Uma fila é uma estrutura de dados que admite inserção de novos elementos e remoção de elementos antigos.  Mais especificamente, uma  fila (= queue)  é uma estrutura sujeita à seguinte regra de operação: sempre que houver uma remoção, o elemento removido é o que está na estrutura há mais tempo.

Em outras palavras, o primeiro objeto a ser inserido na fila é também o primeiro a ser removido. Essa política é conhecida pela sigla FIFO (= First-In-First-Out).

Veja o verbete Queue na Wikipedia.

Implementação em um vetor

Suponha que nossa fila FIFO mora em um vetor fila[0..N-1].  Suponha que os elementos do vetor são inteiros (isso é só um exemplo; os elementos da fila poderiam ser quaisquer outros objetos).  A parte do vetor ocupada pela fila será

fila[ini..fim-1].

0   ini         fim     N-1
                     

 

O primeiro elemento da fila está na posição ini e o último na posição fim-1.  A fila está vazia se  ini == fim  e cheia se  fim == N.    Para remover (= delete = de-queue) um elemento da fila basta fazer

   x = fila[ini++];  

Isso equivale ao par de instruções  "x = fila[ini]; ini += 1;",  nesta ordem.  É claro que você só deve fazer isso se tiver certeza de que a fila não está vazia.    Para inserir (= insert = enqueue) um objeto y na fila basta fazer

   fila[fim++] = y;  

Note como a coisa funciona bem mesmo quando a fila está vazia.

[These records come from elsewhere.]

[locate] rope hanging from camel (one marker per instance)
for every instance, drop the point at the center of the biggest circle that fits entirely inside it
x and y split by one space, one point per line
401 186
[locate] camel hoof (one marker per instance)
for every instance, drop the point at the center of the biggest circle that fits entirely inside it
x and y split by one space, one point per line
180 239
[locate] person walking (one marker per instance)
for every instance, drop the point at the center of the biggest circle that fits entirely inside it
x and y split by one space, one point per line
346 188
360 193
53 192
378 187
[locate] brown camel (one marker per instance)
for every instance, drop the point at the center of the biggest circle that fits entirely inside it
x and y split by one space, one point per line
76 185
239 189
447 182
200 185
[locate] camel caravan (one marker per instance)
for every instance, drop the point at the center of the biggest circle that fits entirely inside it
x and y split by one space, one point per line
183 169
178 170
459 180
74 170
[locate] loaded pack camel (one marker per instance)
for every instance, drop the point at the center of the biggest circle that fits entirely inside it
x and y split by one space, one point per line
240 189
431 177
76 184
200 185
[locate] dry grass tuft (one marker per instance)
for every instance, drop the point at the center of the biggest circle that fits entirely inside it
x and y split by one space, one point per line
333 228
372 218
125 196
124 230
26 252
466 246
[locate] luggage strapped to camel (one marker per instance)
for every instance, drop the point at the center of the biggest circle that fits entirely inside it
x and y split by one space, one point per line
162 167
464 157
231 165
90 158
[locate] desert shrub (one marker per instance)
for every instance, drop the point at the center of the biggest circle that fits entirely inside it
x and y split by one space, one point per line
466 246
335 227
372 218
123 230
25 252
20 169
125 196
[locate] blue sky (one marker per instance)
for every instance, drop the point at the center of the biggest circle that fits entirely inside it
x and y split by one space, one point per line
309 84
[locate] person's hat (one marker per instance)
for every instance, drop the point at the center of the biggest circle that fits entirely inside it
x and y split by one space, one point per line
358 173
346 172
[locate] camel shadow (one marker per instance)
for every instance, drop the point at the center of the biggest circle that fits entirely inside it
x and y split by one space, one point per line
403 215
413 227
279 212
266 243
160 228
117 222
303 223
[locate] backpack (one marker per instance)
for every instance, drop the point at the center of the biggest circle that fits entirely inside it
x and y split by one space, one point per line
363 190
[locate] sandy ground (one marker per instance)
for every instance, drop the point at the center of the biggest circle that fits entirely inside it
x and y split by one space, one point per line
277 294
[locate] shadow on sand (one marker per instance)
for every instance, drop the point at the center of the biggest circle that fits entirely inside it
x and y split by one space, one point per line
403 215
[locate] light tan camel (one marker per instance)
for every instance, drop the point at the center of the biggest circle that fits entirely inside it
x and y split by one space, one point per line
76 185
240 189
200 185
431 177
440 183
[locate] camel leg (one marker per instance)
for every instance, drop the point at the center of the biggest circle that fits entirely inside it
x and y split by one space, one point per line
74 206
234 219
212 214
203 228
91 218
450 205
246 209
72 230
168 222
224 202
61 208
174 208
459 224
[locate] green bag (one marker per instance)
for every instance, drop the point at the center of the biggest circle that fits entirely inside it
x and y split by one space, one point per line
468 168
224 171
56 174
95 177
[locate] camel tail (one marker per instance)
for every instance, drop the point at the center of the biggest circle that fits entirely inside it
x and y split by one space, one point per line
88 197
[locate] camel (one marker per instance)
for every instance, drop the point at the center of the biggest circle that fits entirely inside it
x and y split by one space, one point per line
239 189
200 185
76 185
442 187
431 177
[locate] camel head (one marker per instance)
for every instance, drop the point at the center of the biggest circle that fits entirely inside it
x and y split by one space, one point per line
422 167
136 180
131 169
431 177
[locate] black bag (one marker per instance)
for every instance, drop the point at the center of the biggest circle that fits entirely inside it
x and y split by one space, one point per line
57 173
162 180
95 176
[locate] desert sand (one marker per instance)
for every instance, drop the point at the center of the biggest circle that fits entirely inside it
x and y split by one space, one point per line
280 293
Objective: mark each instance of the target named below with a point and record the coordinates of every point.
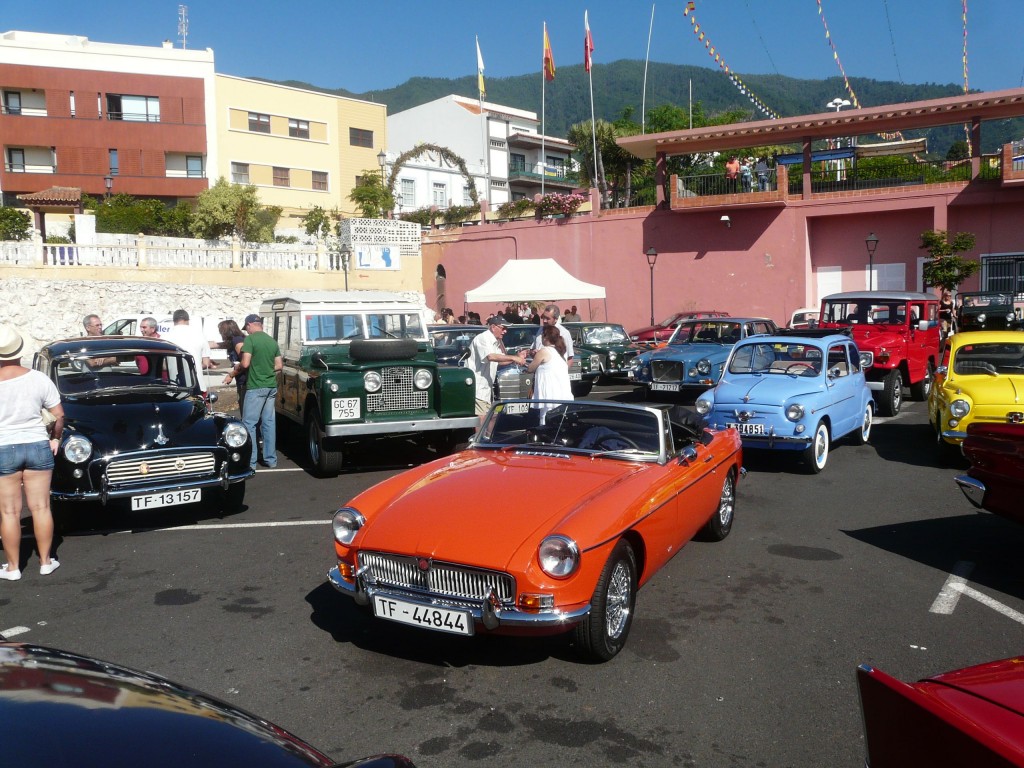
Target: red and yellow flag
(549, 58)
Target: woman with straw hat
(26, 454)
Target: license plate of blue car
(167, 499)
(428, 617)
(751, 429)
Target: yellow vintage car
(980, 379)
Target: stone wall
(43, 309)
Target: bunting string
(688, 10)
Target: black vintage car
(138, 427)
(986, 310)
(77, 712)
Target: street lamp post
(871, 242)
(651, 258)
(382, 162)
(346, 259)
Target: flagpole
(588, 49)
(544, 88)
(643, 99)
(483, 122)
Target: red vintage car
(549, 522)
(971, 717)
(995, 480)
(654, 336)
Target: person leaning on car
(485, 352)
(261, 359)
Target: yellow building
(300, 148)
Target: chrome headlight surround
(423, 378)
(372, 381)
(235, 434)
(77, 449)
(558, 556)
(346, 523)
(958, 409)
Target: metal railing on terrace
(841, 175)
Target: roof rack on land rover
(814, 333)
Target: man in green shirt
(261, 357)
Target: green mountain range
(619, 86)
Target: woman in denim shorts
(26, 455)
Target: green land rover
(358, 366)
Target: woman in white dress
(551, 372)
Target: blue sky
(366, 46)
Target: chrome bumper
(393, 427)
(974, 489)
(104, 495)
(487, 614)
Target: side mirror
(687, 455)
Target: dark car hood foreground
(133, 422)
(67, 711)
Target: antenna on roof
(183, 25)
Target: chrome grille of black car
(667, 371)
(440, 579)
(397, 392)
(150, 468)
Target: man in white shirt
(193, 341)
(484, 354)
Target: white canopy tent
(534, 280)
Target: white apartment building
(502, 147)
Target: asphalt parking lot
(742, 652)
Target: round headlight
(558, 555)
(960, 409)
(346, 524)
(236, 434)
(77, 449)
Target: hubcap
(617, 603)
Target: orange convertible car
(613, 491)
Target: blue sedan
(695, 354)
(795, 390)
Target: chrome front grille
(397, 392)
(439, 579)
(121, 471)
(667, 371)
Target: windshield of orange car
(776, 357)
(988, 359)
(573, 427)
(96, 373)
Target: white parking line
(952, 589)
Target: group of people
(552, 352)
(739, 174)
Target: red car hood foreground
(479, 507)
(972, 717)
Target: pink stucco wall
(764, 264)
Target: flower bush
(515, 208)
(555, 203)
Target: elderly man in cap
(484, 354)
(261, 358)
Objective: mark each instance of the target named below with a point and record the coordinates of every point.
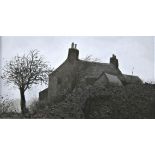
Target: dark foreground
(129, 102)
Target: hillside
(131, 101)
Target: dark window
(59, 81)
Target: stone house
(73, 71)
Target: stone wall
(43, 95)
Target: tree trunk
(23, 101)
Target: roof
(132, 79)
(95, 69)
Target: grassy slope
(132, 101)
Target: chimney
(114, 61)
(73, 53)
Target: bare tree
(24, 71)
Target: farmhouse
(73, 71)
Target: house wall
(62, 81)
(43, 95)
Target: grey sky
(137, 52)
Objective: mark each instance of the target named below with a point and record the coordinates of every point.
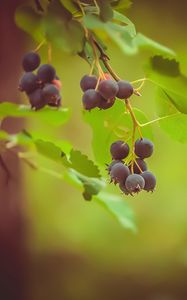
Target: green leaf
(106, 128)
(121, 5)
(106, 11)
(29, 21)
(118, 208)
(174, 123)
(83, 165)
(124, 36)
(47, 114)
(166, 74)
(126, 21)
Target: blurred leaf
(29, 21)
(121, 5)
(106, 11)
(166, 74)
(49, 150)
(117, 206)
(176, 123)
(83, 165)
(126, 21)
(124, 36)
(47, 114)
(106, 128)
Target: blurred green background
(78, 251)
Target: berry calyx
(88, 82)
(150, 181)
(46, 73)
(91, 99)
(139, 166)
(36, 100)
(143, 148)
(119, 150)
(31, 61)
(105, 104)
(119, 172)
(125, 89)
(28, 82)
(108, 88)
(50, 94)
(134, 183)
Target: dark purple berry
(31, 61)
(142, 166)
(150, 181)
(119, 150)
(125, 89)
(88, 82)
(134, 183)
(50, 94)
(119, 173)
(35, 99)
(90, 99)
(143, 148)
(28, 82)
(123, 188)
(109, 167)
(46, 73)
(105, 104)
(108, 88)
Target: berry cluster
(132, 176)
(42, 88)
(102, 92)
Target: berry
(50, 94)
(142, 165)
(57, 83)
(134, 183)
(108, 88)
(150, 181)
(88, 82)
(119, 150)
(109, 167)
(91, 99)
(46, 73)
(28, 82)
(143, 148)
(36, 100)
(123, 188)
(105, 104)
(119, 172)
(31, 61)
(125, 89)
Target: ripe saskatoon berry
(119, 150)
(125, 89)
(88, 82)
(105, 104)
(119, 173)
(36, 100)
(123, 188)
(91, 99)
(28, 82)
(50, 94)
(31, 61)
(57, 83)
(134, 183)
(46, 73)
(150, 181)
(109, 167)
(143, 148)
(142, 165)
(108, 88)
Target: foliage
(70, 26)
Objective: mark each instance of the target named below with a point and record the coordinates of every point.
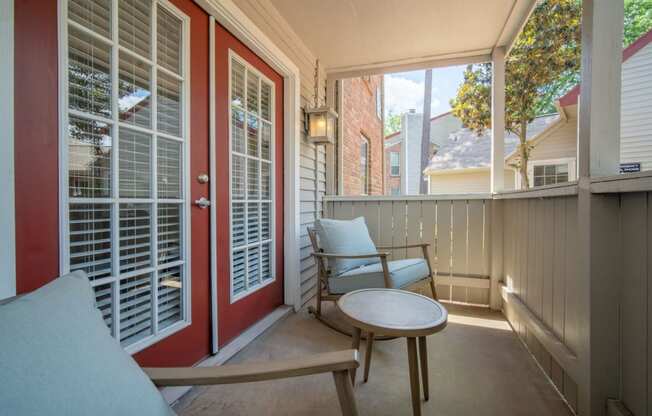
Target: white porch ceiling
(355, 37)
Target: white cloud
(402, 94)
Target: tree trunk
(425, 131)
(525, 155)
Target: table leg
(356, 346)
(423, 358)
(367, 356)
(414, 376)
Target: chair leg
(432, 287)
(367, 357)
(345, 393)
(355, 344)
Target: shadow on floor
(477, 366)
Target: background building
(362, 136)
(403, 150)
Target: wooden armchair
(324, 292)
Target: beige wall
(313, 158)
(466, 183)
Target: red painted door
(249, 183)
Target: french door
(249, 184)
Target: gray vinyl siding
(313, 159)
(636, 109)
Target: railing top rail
(564, 189)
(434, 197)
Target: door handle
(203, 203)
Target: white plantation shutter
(125, 145)
(135, 25)
(252, 163)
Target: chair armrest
(245, 373)
(405, 246)
(349, 256)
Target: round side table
(395, 313)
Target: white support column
(7, 207)
(498, 120)
(599, 114)
(598, 259)
(331, 149)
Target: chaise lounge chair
(57, 357)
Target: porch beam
(498, 120)
(597, 292)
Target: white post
(599, 114)
(498, 120)
(7, 210)
(331, 165)
(597, 216)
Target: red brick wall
(391, 181)
(359, 119)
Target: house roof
(396, 133)
(571, 96)
(464, 149)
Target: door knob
(203, 203)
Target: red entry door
(249, 182)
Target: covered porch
(477, 366)
(554, 280)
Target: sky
(404, 90)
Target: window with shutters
(124, 145)
(252, 126)
(364, 165)
(394, 164)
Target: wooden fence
(457, 228)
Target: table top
(393, 312)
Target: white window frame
(272, 241)
(570, 161)
(398, 159)
(379, 104)
(64, 199)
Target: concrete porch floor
(477, 366)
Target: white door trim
(238, 24)
(7, 202)
(213, 188)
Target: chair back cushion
(57, 357)
(349, 237)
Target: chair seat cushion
(402, 273)
(57, 357)
(349, 237)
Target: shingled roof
(464, 149)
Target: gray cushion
(345, 237)
(58, 358)
(402, 273)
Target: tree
(547, 50)
(392, 123)
(425, 131)
(638, 19)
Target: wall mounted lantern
(321, 121)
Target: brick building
(362, 136)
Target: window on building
(252, 179)
(124, 145)
(364, 165)
(379, 103)
(550, 174)
(394, 164)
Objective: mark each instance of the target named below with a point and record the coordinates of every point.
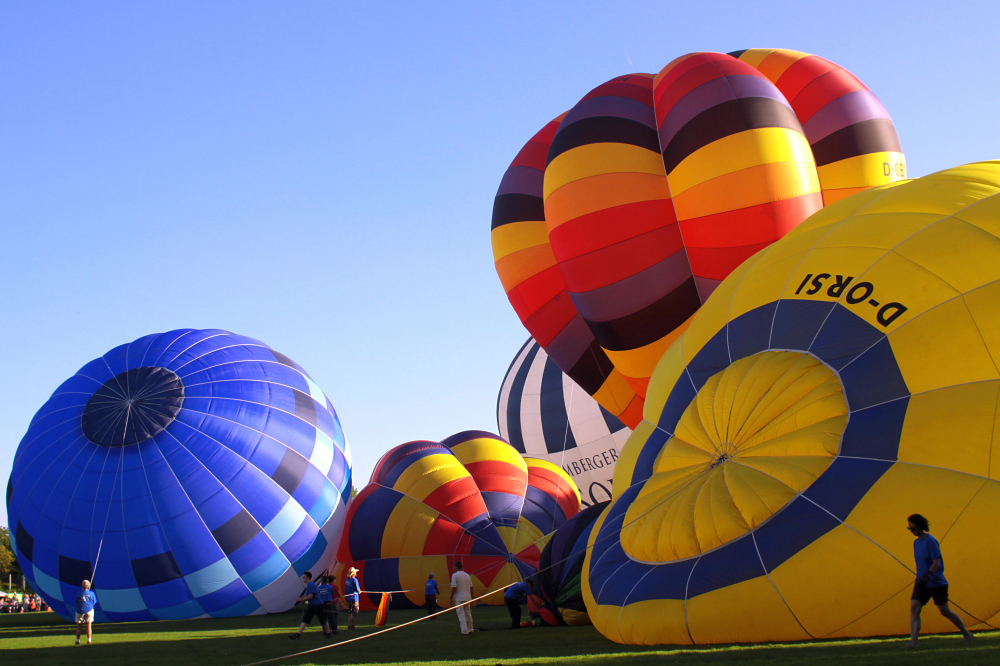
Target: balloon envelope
(190, 473)
(837, 382)
(545, 414)
(471, 498)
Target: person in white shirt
(461, 590)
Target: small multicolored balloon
(471, 498)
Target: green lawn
(43, 638)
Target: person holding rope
(352, 596)
(431, 595)
(328, 593)
(85, 602)
(930, 583)
(462, 591)
(314, 607)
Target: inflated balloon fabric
(560, 569)
(471, 498)
(655, 188)
(835, 383)
(545, 414)
(191, 473)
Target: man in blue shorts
(314, 607)
(352, 596)
(85, 602)
(430, 595)
(930, 583)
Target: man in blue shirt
(430, 595)
(514, 596)
(314, 607)
(352, 596)
(930, 583)
(328, 593)
(85, 602)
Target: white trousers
(464, 616)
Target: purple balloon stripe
(616, 107)
(710, 94)
(570, 344)
(522, 180)
(634, 293)
(848, 109)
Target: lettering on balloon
(854, 293)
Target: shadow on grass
(221, 642)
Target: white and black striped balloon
(545, 414)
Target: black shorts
(311, 611)
(923, 594)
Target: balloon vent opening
(756, 435)
(132, 407)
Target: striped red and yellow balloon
(618, 219)
(471, 498)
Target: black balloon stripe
(651, 323)
(603, 129)
(722, 120)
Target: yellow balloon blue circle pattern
(838, 381)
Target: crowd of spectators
(26, 603)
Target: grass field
(44, 638)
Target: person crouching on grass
(930, 583)
(85, 602)
(314, 607)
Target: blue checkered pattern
(192, 473)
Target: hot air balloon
(559, 596)
(189, 473)
(654, 188)
(545, 414)
(835, 383)
(471, 498)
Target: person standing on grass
(314, 607)
(85, 602)
(431, 594)
(514, 596)
(328, 593)
(930, 583)
(462, 591)
(352, 596)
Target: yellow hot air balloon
(835, 383)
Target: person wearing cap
(462, 591)
(85, 602)
(352, 596)
(328, 593)
(431, 594)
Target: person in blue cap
(930, 583)
(85, 602)
(314, 607)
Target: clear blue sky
(320, 175)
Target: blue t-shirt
(85, 601)
(311, 588)
(517, 592)
(925, 551)
(352, 588)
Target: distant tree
(8, 563)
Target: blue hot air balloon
(190, 473)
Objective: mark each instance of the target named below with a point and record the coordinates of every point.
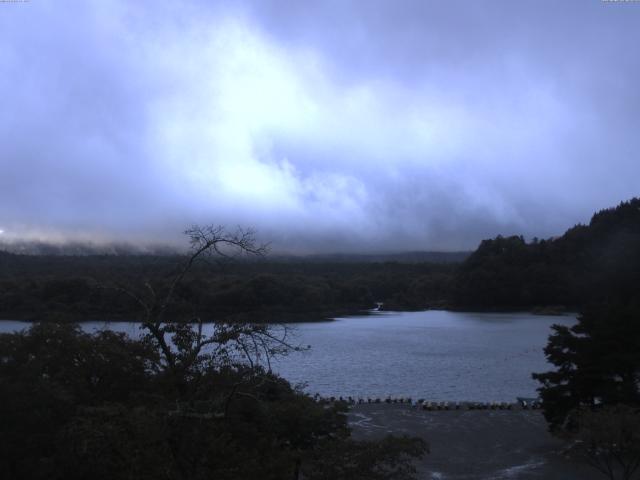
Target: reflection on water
(436, 355)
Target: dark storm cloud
(327, 125)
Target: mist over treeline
(598, 261)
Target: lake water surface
(436, 355)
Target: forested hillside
(598, 261)
(588, 263)
(89, 287)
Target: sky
(328, 126)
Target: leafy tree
(608, 439)
(597, 360)
(177, 403)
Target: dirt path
(473, 444)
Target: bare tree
(184, 348)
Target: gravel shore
(474, 444)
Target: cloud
(327, 125)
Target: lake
(436, 355)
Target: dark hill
(594, 262)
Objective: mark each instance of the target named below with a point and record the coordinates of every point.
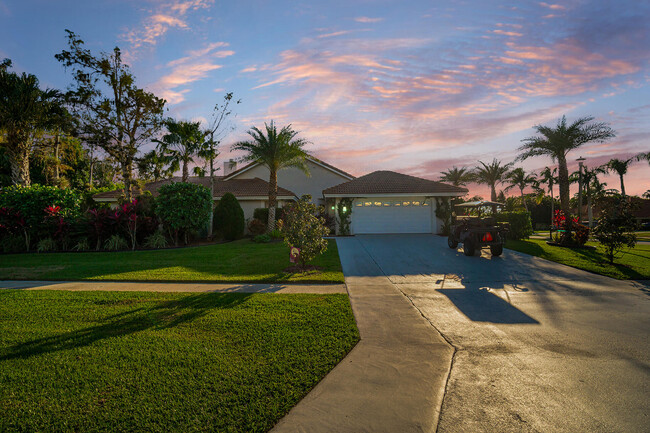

É claro que você só deve inserir um elemento na fila se ela não estiver cheia; caso contrário a fila transborda (transbordar = to overflow).  Em geral, a tentativa de inserir em uma fila cheia é uma situação excepcional, que indica um mau planejamento lógico do seu programa.

Aplicação: distâncias

Eis uma aplicação clássica do conceito de fila. Imagine 6 cidades numeradas de 0 a 5 e interligadas por estradas de mão única. (É claro que você pode trocar "6" pelo seu número favorito.) As ligações entre as cidades são representadas por uma matriz A da seguinte maneira:

A[i][j] vale 1  se existe estrada da cidade i para a cidade j

e vale 0 em caso contrário. Suponha que a matriz tem zeros na diagonal, embora isso não seja importante.   Exemplo:

0 1 2 3 4 5
0 0 0 0 0 0 0
1 1 0 0 0 0 0
2 0 1 0 0 1 0
3 0 0 1 0 1 0
4 1 0 0 0 0 0
5 0 1 0 0 0 0

A distância de uma cidade c a uma outra j é o menor número de estradas que devo percorrer para ir de cj.  Nosso problema:  dada uma cidade c,

determinar a distância de c a cada uma das demais cidades.

As distâncias serão armazenadas em um vetor d: a distância de c a j será d[j].  Que fazer se é impossível chegar de cj?  Poderíamos dizer nesse caso que d[j] é infinito.  Mas é mais limpo e prático dizer que d[j] vale 6, pois nenhuma distância "real" pode ser maior que 5.  Se adotarmos c igual a 3 no exemplo acima, teremos d igual a

0 1 2 3 4 5
  2 2 1 0 1 6

 

Eis a idéia de um algoritmo que usa o conceito de fila para resolver nosso problema: 

// Recebe uma matriz A que representa as interligacões entre 
// cidades 0,1,..,5: há uma estrada (de mão única) de i a j 
// se e só se A[i][j] == 1.  Devolve um vetor d que registra 
// as distâncias da cidade c a cada uma das outras: d[i] é a 
// distância de c a i.

int *distancias (int A[][6], int c)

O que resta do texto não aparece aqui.